海運企業対決 日本郵船vs商船三井 脱炭素と次世代船開発へ本腰

近年、厳しい状況が続いてきた海運業界は、コロナ禍による巣ごもり需要などで世界的にモノの動きが活発化したことで、一転して活況を呈している。脱炭素化への動きも加速する国内大手海運企業2社の動向を見る。

海運の未来に向けて、脱炭素と脱重油に注力する大手2社

近年、燃料高騰などで厳しい経営状況が続いてきた海運業界は、コロナ禍による巣ごもり需要の拡大でモノの動きが世界的に活発化したことなどもあって、一転、活況を呈している。

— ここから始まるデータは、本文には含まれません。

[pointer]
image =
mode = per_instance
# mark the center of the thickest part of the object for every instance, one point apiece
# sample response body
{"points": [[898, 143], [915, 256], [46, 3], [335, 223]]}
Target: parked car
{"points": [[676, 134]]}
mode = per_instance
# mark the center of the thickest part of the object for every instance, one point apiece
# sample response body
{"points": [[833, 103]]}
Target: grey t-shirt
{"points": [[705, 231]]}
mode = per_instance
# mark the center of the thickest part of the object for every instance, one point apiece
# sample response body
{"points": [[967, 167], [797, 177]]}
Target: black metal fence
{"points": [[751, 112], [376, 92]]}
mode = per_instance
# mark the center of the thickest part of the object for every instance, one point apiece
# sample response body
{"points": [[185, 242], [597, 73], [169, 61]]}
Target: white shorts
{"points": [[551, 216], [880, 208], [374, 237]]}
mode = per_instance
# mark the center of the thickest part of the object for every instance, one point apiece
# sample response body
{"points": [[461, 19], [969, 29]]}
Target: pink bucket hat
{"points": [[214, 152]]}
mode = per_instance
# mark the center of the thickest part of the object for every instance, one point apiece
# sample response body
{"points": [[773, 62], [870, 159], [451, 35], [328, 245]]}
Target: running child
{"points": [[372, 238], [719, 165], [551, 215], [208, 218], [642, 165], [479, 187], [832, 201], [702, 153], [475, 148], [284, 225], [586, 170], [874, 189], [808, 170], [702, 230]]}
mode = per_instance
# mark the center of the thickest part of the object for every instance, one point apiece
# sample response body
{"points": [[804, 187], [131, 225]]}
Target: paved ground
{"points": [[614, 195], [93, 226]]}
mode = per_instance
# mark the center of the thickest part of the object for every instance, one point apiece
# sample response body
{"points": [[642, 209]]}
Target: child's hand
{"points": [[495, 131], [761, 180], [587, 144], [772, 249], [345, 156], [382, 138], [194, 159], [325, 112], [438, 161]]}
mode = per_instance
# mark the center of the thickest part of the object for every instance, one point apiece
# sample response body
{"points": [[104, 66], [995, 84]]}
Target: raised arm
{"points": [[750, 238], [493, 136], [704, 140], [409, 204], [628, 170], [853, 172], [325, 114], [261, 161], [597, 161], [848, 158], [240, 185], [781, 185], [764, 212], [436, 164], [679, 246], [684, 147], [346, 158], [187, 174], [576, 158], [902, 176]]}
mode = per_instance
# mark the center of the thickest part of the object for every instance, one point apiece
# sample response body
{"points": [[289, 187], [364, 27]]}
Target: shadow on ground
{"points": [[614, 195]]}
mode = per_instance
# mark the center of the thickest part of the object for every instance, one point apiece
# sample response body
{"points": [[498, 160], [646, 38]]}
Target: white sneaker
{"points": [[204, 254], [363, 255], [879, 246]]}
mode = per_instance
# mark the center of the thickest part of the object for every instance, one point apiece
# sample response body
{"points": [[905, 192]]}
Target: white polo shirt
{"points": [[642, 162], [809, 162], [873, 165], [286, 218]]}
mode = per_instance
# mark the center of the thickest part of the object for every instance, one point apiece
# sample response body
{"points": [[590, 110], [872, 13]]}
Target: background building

最大手の日本郵船は11月、2022年3月期連結業績予想を上方修正し、売上高を従来予想の1兆8500億円から2兆円に、純利益を5000億円から7100億円に引き上げた。業界第2位の商船三井も、三度目となる10月の上方修正で、売上高を1兆1000億円から1兆2200億円に見直した。

業績のV字回復で、海運の脱炭素化に向けた各社の取り組みにも弾みがつく。国際海事機関(IMO)が、船舶燃料のLNGや再生可能エネルギーへの転換によって、2050年までに二酸化炭素排出を50%削減、今世紀中のゼロ化を目指すなか、日本郵船、商船三井の両社は、2050年までのネットゼロエミッション達成を目標に掲げる。

日本郵船は2月に、脱炭素に関する行動指針「ESGストーリー」を発表して以降、LNG、バイオ燃料といった代替燃料への移行推進などを見据えた英国bpとの戦略的パートナーシップ締結、CCS(二酸化炭素回収・貯留)技術の利用促進を目指す国際シンクタンクへの加盟などを次々と発表。脱炭素に取り組むスタートアップの支援・育成にも乗り出した。

次世代船舶の開発に向けては6月、LNGを燃料とする自動車運搬船12隻を、2025年度以降に建造することを発表。10月には、造船会社、エンジンメーカーなど5者で国の「グリーンイノベーション基金」を活用してアンモニア燃料船を開発することも発表している。

商船三井は、脱炭素関連投資を従来から1000~2000億円上積みするほか、グループ全体で「環境・ゼロエミッション事業」を新規事業として推進・育成し、特に洋上風力発電に関する幅広いサービスの提供を目指す。2020年11月に始動した「ウインドハンタープロジェクト」では、風力航行のほか、風力発電で船内生産した水素を使って、燃料電池でプロペラを駆動するゼロエミッション船の実証実験にも成功した。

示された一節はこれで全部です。